Europe benefitted from historic defence and infrastructure investment plans, in particular Germany’s €500 billion special fund announcement in March 2025. Improving banking profitability driven by higher net interest income also supported lending activity across Europe. 2025 ended with an impressive 26.2% return for Europe.
Emerging markets was also a strong performer for the year, returning 24.4%. The strength was driven by robust demand for commodities, linked to the global infrastructure and AI investment buildout. South Korea stood out thanks to a tech-led boom. EM countries reliant on US demand faced headwinds from tariffs whilst companies with US dollar denominated debt benefitted from a weaker dollar.
Looking ahead, change and rotation define the outlook for 2026. The positive case rests on short-term interest rate cuts, fiscal stimulus, and a surge in AI-driven investment, which should support global growth and corporate earnings in the first half of the year. These dynamics could favour previously unloved areas such as US small caps and cyclicals, while dominant tech names may struggle to maintain leadership.

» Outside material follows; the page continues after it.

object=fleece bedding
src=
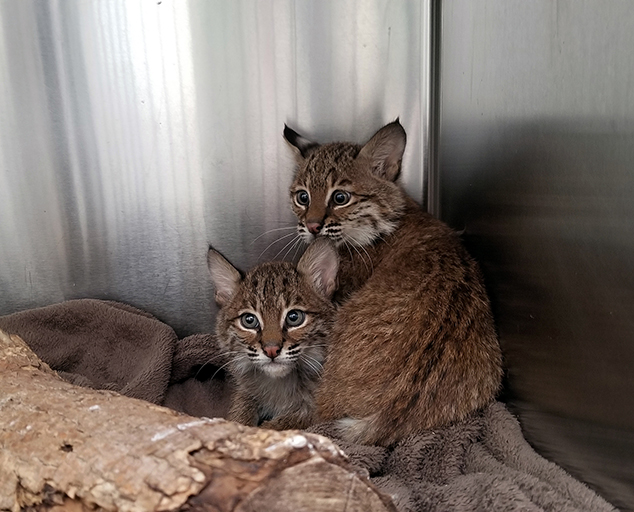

However, risks remain, geopolitical flashpoints, policy uncertainty, and the lingering impact of tariffs could disrupt momentum. If growth disappoints, defensive positioning may return; if growth accelerates too strongly, inflation and tighter monetary policy could follow.
The investment managers we work with are not rushing into major portfolio shifts. Instead, they tend to be positioning for opportunity as greater clarity emerges. The ability to closely monitor global developments and dynamically adjust where appropriate but always being guided by long-term fundamentals and a disciplined approach to valuations is likely to benefit investors.